Samsung Cloud Platform Console task (perform MSP)

  1. Apply for Direct Connect.
  2. Create a VPC and DCon-VPN connection for the connection target.
  3. Apply for Uplink line.
    • Purpose of request: Configuration work to enable communication between the customer’s Office(On-premise) and the customer’s VPC within the Samsung Cloud Platform.
    • Select the application path: Console > Support Center > Service Request.
      • Service: Networking > Direct Connect
      • Task Category: Uplink line request
    • For the construction lead time and Uplink line work schedule, please inquire via Console > Support Center > Contact.
  4. Set up routing for Firewall, Security Group, Direct Connect, etc.

Routing and firewall configuration (client performed)

  1. Configure routing between the client’s Office internal network and the branch VPN, and set up the client’s firewall.
    • Prior consultation is required for routing and firewall configuration. (SDS → MSP → customer)
  2. Configure the Samsung Cloud Platform segment and the client Office segment for bidirectional communication.

Installation of client VPN equipment and tunnel activation (MSP/SDS performed)

When installing the customer’s VPM equipment, you can either rent equipment from SDS or use your own equipment. Check the process that applies to your situation.

Case 1) When using the branch VPN device as a SECUI rental device provided by SDS

  1. Check the specifications, quantity, schedule, and installation location of the leased VPN equipment. (MSP→SDS)
  2. Please request the preparation of a pre‑installation environment survey for VPN. (SDS → MSP)
  3. Visit the client site and install the SECUI rental VPN equipment. (SDS)
  4. Open a tunnel between the branch VPN and the center VPN. (SDS)

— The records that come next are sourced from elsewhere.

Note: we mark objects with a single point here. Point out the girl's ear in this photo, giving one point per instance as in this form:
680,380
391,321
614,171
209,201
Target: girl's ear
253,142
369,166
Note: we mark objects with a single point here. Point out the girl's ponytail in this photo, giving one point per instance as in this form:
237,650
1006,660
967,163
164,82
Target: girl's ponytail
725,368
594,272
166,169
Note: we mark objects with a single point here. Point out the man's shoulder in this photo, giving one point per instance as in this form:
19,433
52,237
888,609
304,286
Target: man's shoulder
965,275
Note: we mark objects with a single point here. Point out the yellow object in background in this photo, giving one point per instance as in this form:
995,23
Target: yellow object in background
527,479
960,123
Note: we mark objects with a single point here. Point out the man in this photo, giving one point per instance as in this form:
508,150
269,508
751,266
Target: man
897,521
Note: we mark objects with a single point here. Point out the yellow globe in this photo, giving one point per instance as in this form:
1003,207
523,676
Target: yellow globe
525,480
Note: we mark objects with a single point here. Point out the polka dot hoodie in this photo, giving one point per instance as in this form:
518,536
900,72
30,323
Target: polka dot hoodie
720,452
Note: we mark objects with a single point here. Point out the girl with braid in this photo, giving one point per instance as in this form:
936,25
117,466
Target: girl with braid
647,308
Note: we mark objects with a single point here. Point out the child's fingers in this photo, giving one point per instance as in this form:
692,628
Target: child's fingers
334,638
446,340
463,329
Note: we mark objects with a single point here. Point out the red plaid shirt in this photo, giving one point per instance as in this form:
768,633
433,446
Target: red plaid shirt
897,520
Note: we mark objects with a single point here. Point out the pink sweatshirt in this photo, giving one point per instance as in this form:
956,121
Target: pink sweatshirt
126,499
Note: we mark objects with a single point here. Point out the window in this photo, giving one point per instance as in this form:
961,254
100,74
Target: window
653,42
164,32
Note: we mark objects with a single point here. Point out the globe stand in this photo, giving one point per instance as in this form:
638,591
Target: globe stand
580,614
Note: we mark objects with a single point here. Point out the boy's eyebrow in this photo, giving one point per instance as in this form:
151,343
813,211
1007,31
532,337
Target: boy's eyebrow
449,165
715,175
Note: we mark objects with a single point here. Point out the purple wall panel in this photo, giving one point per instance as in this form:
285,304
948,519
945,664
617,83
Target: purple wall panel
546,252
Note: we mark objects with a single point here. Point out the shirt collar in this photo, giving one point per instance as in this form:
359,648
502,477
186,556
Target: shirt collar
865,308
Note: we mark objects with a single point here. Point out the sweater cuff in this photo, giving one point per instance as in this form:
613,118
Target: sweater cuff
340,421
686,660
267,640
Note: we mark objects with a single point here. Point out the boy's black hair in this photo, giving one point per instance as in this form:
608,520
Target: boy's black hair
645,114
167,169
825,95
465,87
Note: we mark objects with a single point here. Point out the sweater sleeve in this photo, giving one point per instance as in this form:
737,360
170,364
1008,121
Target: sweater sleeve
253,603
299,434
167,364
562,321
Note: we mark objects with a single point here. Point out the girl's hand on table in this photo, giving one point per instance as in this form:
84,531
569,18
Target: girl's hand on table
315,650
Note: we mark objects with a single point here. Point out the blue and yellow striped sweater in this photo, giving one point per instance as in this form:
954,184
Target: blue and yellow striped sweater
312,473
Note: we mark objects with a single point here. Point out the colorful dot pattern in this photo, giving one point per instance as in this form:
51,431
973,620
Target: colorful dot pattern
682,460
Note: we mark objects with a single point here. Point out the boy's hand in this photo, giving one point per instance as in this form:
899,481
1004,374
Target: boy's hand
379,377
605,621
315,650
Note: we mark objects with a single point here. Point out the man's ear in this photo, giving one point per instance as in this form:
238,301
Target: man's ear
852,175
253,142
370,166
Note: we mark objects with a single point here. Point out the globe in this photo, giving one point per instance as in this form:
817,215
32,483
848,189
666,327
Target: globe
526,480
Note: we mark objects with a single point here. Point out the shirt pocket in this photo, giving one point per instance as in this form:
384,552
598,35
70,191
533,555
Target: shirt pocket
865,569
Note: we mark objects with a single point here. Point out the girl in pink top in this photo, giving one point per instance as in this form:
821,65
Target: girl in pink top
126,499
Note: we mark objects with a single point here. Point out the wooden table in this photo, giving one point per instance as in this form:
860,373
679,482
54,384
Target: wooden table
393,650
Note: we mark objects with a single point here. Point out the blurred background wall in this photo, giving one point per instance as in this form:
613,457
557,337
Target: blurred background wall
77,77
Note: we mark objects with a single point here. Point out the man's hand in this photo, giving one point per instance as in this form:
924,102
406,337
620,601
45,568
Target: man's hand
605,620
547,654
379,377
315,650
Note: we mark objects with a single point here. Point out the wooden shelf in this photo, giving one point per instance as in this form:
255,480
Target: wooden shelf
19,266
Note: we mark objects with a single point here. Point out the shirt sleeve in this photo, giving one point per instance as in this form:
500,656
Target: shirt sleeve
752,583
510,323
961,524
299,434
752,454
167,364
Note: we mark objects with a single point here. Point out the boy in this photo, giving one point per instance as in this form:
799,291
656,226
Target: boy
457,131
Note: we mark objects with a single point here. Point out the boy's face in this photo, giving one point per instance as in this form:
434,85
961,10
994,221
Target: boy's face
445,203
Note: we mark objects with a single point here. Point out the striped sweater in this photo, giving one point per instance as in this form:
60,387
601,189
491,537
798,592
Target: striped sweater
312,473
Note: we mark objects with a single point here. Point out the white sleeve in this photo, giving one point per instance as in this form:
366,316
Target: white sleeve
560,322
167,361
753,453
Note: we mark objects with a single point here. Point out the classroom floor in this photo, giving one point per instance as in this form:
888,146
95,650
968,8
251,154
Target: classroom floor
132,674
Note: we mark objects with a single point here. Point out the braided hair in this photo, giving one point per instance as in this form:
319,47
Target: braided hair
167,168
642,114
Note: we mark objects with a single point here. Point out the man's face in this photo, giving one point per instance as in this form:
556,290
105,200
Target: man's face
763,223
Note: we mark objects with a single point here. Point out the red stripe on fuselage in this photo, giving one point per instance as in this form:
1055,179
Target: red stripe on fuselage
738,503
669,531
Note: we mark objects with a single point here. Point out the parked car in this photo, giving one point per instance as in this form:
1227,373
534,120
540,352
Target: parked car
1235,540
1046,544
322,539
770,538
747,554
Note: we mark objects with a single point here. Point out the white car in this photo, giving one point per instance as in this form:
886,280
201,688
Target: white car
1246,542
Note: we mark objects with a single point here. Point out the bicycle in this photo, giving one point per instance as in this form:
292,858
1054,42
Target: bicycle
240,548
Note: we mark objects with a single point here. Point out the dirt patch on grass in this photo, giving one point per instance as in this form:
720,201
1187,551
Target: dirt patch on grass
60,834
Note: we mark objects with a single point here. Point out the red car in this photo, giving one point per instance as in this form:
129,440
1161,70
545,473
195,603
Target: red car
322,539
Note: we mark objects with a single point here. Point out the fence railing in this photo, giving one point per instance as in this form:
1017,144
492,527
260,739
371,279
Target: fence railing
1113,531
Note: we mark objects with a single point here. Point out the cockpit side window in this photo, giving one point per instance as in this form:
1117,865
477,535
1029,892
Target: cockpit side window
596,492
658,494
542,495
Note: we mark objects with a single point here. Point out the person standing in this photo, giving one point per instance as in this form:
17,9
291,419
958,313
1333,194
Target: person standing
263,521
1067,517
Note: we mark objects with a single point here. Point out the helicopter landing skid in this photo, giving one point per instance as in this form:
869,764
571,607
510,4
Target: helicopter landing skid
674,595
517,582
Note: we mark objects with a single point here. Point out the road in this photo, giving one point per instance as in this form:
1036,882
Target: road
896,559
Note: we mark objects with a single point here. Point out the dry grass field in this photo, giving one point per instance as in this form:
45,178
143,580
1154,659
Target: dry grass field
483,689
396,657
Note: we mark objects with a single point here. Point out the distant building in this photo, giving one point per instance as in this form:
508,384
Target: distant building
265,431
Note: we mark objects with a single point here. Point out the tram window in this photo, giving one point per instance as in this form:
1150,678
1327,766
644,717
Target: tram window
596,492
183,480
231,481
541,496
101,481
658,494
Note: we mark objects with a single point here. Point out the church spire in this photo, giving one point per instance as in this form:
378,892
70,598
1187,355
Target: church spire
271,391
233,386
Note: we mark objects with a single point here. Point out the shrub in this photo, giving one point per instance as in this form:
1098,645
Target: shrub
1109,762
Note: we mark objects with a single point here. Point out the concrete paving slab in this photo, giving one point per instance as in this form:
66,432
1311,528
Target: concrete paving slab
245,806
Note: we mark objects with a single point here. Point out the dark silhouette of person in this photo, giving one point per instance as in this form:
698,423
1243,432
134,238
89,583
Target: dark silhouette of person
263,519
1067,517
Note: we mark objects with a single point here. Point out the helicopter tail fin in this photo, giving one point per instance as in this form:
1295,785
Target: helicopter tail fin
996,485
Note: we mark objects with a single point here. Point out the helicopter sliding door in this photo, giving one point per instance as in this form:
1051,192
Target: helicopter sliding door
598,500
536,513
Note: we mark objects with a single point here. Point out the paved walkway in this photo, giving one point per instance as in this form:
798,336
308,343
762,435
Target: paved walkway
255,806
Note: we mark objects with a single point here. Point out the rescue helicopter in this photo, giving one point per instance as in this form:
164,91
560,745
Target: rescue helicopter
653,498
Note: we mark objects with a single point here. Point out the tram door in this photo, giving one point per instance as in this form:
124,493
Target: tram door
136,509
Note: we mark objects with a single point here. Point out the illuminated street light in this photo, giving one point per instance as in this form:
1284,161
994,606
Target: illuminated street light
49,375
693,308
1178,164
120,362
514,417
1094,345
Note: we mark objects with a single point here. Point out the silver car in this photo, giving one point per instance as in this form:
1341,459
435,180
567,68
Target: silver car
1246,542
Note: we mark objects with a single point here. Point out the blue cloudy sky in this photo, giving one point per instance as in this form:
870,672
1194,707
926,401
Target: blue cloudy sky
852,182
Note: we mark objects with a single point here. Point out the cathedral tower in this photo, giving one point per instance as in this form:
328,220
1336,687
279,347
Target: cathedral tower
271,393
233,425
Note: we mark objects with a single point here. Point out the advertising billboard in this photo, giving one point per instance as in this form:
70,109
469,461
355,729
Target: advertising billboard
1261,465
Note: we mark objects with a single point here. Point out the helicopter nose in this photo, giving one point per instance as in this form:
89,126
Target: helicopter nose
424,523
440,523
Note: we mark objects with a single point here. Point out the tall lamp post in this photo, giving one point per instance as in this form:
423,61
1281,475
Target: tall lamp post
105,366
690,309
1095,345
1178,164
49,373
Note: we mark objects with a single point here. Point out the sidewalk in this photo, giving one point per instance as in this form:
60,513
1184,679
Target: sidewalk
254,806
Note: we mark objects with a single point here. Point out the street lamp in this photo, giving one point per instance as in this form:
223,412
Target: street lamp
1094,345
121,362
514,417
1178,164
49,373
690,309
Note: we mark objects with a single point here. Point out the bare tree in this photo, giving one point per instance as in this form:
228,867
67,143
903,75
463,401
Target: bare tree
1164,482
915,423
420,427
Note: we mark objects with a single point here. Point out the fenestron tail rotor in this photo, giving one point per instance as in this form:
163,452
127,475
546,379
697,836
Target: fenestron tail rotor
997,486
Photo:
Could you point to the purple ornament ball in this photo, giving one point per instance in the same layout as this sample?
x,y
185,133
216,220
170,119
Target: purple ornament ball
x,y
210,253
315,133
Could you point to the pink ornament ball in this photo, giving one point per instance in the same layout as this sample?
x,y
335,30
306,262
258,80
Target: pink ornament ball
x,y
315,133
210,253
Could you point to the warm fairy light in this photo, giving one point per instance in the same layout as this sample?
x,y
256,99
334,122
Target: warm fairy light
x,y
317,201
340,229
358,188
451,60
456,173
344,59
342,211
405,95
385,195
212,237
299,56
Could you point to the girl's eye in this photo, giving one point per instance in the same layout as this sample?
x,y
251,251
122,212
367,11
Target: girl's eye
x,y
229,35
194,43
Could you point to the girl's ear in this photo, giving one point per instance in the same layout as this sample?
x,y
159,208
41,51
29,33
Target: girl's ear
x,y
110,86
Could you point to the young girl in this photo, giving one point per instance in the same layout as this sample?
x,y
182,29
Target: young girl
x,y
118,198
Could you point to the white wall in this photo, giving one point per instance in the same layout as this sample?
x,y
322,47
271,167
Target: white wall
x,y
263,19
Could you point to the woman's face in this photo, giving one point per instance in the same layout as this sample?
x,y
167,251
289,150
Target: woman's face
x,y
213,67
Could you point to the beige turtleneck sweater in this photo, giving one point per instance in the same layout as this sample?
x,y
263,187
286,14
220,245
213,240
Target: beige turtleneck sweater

Case 2) When using the branch VPN device as the customer’s own equipment

  1. Check the branch VPN equipment specifications and schedule. (MSP→SDS)
  2. Request equipment compatibility and IPSec VPN license/equipment setup. (SDS → client/MSP)
  3. Establish a tunnel between the branch VPN ↔ center VPN. (Customer/SDS)
Reference
  • If the client requests a VPN installation work plan, contact via Console > Support Center > Contact or mssp.scp@samsung.com.
  • Proceed with the work in compliance with the National Intelligence Service VPN installation guide and security review standards.

End-to-End test (perform MSP/SDS)

  1. Verify and share the test schedule after installing the branch VPN equipment (or configuring existing equipment). (SDS → MSP)
  2. Verify communication between the branch VPN device and the VPC (bidirectional).
Caution
Uplink line not requested, customer routing and firewall configuration errors, etc., can cause the End-to-End test to fail.